Like so many others who have lost a loved one to suicide, Alice Quayle has endured a range of emotions.
"The anger ... the questions ... the 'what-ifs?' " she said.
Her son, Dustin Boardrow, took his life one year ago tomorrow. The 29-year-old Enochs High School math teacher and assistant freshman football coach had been diagnosed with depression. His dad died suddenly in 2005. Dustin was single and had ended a relationship a few months before.
"Most people look at him as being successful," Quayle said. "He had a good job. He was a nice-looking young man. He'd just purchased a home."
And even though he'd totaled his car the day before he died, Boardrow gave no indication he was about to do something so drastic and so, well, final. Later that day, when Quayle and her husband dropped off a pickup for Dustin to use, he seemed to be in good spirits.
"He planned to go to work the next day," said Quayle, supervisor of transportation for Modesto City Schools. "He'd packed a gym bag and put it into the pickup. He made his next day's lunch and put it into the refrigerator."
Instead, he killed himself the next morning.
Dustin left behind a grieving and numbed mother and stepfather, co-workers, friends and students. And the anger. And the questions. And the "what-ifs?"
In the year since he died, she has resolved to make sure his death and his life have some meaning for others. Quayle is organizing Modesto's first "Out of the Darkness Community Walk" to benefit the American Foundation for Suicide Prevention. The 2.5-mile walk is scheduled for Sept. 18, beginning at Davis Park. Already, 125 people have signed up online.
"My goal was to raise $5,000 for the first one," Quayle said. "We're already at $7,000, so I've upped my goal to $10,000. I expect we'll have several hundred people walking."
She's doing this in remembrance of her son. She's organizing it because it's therapeutic for her and because it could benefit some other person who is contemplating ending it all.
"I'm doing it for Dustin," she said. "And if I can help some other family from going through the hell I've gone through for the past year, that's all I can do. I have to help somebody."
She now understands why Ripon's Melinda Shaw, whose daughter Marissa McLeod took her own life in December 2009, immersed herself in creating "Marissa's Closet." It's a nonprofit that provides prom dresses and other clothing to girls who otherwise could not afford them. Marissa's Closet is a vehicle for Shaw to deal with her grief by helping others, motivated by the memory of her daughter.
They have many things in common, among them the way they hurt and grieve, and that none of them saw it coming. Suicide is always something that happens in someone else's family ... until it happens in your own.
"I didn't realize how much it goes on," Quayle said. "Nobody wants to talk about it."
Through her therapy group, Quayle learned that someone in the United States commits suicide every 16 minutes 33,000 per year. And those represent only confirmed suicides. Deaths by drug overdose might be intentional but are ruled accidental based upon the concentration of the drug determined by the toxicology report.

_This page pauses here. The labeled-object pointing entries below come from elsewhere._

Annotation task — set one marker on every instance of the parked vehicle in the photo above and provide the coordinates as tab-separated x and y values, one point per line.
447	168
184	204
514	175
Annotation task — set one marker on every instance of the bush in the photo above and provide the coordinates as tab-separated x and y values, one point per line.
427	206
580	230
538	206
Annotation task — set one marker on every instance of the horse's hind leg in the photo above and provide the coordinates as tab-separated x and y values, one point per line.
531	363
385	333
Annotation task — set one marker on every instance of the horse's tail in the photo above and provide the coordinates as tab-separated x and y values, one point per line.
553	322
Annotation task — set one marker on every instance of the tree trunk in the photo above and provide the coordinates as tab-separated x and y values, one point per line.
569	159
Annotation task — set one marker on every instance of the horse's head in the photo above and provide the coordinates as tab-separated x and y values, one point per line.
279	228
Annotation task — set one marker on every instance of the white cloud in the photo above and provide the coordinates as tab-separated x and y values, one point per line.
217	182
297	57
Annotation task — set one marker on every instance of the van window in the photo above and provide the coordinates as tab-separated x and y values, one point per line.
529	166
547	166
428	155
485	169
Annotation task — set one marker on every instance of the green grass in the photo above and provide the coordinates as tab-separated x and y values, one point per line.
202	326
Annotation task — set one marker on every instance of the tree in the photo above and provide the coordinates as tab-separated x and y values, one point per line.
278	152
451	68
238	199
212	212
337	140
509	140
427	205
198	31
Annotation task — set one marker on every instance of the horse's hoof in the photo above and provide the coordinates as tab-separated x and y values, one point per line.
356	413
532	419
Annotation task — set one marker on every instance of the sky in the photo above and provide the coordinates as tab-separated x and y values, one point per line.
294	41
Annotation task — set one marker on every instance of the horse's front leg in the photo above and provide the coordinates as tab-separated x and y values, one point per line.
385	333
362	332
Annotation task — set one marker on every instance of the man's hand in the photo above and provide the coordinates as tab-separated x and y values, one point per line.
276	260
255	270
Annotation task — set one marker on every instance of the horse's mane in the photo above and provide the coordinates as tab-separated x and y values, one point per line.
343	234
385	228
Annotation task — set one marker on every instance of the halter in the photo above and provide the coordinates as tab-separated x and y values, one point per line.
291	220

"Suicide by cop" cases might not be counted, either, nor deaths in auto crashes in which investigators suspect, but cannot prove, a suicide motive.
Even when suicides are confirmed, the subject long has been a societal taboo. Out of consideration to the families, most media The Bee included don't routinely report deaths by suicide except in cases involving murder-suicides or standoffs that end in suicide.
So while information about suicide is available, most people won't seek it out until after the fact.
"I was ignorant about depression," Quayle said. "If you suffered from depression, get over it. I've gone through the realization that they can't just get over it."
Dustin went for help and was given anti-depression medications. But, like many, he didn't like the way they made him feel. At the time of his death, he was taking two prescribed drugs, she said one for insomnia, the other for anxiety.
"Both can cause suicidal thoughts," Quayle said.
Again, something she didn't learn until after her son took his own life.
"I'll never get over this," Quayle said. "I'll never move on. Life has changed for me. You never get over losing a child."
Nothing will bring him back. Questions never will be answered and her heartache never will end.
The best she can do, she said, is to take a long walk for suicide prevention with hopes of keeping others from someday being in her shoes.